Boycott Local Business
The clarion call to “support local business” is one we’ve all heard many times. Proponents of the “support local” movement claim that local businesses build “local character and prosperity,” foster “community well-being,” and “keep dollars in the local economy.” Indeed, so ingrained is hostility to large, “big-box” retailers that some American communities have passed laws aimed at keeping conglomerates like Wal-Mart out.
But while this kind of localist activism is no doubt well-intentioned, it is nonetheless deeply destructive. For while large, publicly traded companies contribute to the prosperity of the whole country, local businesses serve only to enrich individual owners.
Take a hypothetical case: a Borders Books and Music competing against a locally owned bookstore. Both stores are going to offer paltry wages to their entry-level employees, probably the rather insulting figure of around $10 an hour. Neither store is going to offer much in the way of benefits, either. So far, therefore, both stores are fairly equal in terms of the community well-being that they provide.
But here’s the rub: consider how the profits of each store are going to be distributed. Borders is a publicly-traded corporation: anyone can buy a share and get a piece of the action. The stock market is one of the great engines of American prosperity; the profits from publicly traded companies augment the incomes of millions of middle and working class people. When Borders thrives, the American middle class thrives. The profits of the locally owned store, on the other hand, will pad only the coffers of the store’s owner. (What’s more, there’s also the chance that the local store will be insufferably smug.)
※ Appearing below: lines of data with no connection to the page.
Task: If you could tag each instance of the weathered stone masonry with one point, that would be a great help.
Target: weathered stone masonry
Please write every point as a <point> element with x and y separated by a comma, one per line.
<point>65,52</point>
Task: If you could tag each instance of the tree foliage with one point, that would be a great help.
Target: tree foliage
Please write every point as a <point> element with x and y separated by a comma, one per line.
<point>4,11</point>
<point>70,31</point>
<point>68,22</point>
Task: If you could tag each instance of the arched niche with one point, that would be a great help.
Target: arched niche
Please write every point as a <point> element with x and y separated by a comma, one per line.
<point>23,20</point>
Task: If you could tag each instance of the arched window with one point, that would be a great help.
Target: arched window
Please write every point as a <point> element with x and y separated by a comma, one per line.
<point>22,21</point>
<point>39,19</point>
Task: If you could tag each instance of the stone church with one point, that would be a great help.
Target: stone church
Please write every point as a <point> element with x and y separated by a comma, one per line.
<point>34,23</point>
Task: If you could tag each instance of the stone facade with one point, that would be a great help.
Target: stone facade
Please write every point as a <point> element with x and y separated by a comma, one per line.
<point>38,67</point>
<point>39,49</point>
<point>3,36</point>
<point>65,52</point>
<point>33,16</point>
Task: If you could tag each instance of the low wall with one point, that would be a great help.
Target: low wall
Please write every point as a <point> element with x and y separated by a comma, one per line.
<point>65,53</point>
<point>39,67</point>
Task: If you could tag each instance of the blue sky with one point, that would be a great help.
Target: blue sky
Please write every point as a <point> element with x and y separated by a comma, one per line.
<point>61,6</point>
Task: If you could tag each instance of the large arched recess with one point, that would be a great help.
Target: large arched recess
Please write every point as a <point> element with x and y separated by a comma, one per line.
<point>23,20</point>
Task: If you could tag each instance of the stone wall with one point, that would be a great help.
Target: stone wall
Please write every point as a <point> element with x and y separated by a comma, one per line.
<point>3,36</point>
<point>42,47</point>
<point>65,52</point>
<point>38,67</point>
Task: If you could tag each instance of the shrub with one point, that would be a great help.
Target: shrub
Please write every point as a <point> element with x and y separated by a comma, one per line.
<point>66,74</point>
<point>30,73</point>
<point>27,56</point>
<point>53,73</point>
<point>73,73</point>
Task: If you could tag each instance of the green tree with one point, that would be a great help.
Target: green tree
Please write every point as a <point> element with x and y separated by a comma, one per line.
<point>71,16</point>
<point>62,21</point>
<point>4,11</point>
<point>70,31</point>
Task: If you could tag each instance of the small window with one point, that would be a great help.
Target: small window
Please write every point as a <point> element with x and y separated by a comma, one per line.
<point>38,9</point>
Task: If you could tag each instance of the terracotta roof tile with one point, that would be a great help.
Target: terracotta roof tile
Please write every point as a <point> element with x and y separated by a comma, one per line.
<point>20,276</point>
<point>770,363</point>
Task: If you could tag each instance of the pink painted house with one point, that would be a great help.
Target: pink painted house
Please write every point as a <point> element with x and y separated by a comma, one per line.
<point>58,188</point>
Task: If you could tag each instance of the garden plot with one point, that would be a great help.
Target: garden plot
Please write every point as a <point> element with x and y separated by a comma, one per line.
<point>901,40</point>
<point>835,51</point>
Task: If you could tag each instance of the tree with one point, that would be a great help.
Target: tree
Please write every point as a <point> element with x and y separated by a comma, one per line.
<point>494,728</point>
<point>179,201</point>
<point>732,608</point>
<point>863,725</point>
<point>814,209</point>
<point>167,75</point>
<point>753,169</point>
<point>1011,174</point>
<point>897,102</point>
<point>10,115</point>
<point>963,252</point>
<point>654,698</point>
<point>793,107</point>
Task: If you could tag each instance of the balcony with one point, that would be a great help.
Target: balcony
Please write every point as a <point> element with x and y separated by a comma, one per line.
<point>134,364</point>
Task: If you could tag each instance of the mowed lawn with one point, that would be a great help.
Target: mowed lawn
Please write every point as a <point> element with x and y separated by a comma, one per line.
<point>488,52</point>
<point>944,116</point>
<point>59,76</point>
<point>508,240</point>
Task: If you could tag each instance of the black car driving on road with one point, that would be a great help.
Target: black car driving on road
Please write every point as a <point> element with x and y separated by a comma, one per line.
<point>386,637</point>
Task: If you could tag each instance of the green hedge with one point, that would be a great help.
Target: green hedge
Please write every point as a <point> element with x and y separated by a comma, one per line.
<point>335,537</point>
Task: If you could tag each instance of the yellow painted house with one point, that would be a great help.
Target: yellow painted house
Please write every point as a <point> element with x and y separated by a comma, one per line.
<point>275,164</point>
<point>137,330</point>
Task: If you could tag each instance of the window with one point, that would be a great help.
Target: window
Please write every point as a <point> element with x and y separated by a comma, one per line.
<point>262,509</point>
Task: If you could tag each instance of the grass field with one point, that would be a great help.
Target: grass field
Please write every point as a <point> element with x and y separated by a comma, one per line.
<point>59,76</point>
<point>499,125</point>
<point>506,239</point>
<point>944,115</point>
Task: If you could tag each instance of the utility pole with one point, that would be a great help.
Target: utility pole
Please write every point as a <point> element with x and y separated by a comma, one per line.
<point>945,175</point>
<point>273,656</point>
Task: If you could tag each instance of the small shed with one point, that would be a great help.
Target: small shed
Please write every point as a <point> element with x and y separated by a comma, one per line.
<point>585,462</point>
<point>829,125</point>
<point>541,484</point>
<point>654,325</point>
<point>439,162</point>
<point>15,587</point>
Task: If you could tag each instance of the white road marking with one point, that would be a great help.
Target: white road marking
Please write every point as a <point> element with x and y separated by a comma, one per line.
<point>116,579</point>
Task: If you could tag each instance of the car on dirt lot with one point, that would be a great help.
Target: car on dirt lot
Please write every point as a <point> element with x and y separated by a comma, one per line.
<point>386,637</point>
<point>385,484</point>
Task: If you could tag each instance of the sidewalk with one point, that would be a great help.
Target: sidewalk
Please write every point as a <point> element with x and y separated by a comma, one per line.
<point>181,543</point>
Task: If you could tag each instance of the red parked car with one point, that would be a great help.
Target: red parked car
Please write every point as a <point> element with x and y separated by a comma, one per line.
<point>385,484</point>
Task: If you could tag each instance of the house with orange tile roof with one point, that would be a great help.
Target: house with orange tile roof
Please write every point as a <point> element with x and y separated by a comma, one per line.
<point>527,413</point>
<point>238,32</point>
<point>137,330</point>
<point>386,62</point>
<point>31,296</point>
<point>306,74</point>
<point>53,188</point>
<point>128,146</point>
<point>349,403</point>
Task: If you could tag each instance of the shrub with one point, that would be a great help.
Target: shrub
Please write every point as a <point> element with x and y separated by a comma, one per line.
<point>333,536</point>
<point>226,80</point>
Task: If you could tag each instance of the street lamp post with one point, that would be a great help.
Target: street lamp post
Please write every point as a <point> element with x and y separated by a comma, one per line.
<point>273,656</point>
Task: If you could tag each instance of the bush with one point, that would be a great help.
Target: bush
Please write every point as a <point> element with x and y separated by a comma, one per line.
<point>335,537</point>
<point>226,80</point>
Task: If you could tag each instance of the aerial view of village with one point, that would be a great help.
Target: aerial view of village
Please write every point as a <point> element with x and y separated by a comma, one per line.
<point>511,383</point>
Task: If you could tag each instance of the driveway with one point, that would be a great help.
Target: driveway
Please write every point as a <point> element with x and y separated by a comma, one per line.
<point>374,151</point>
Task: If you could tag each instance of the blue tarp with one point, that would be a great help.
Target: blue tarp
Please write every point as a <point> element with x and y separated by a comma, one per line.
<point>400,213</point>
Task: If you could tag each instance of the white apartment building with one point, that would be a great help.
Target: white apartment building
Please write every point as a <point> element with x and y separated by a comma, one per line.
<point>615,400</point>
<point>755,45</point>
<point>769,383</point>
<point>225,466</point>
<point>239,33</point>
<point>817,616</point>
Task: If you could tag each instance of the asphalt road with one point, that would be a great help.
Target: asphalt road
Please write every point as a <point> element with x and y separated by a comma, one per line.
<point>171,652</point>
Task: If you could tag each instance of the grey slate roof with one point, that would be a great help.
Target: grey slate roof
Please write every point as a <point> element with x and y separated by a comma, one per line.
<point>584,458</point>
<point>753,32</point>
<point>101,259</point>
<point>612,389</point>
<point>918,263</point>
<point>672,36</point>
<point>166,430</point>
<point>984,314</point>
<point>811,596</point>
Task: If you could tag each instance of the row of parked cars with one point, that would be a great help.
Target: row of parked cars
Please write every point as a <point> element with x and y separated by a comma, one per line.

There is certainly an argument to be made that local businesses are a part of the way that communities define themselves. (I’ve long lamented that the advent of the EU has led to the destruction of “independent” and individual cultures in Europe. Even if I am glad that England now has some palatable food.) And at the risk of hypocrisy, I will concede that I patronize many local businesses solely because I feel that they add a certain je ne sais quoi to their neighborhoods.
But is shopping locally really better for the community – or the world?
If you really want to do good, boycott your local business.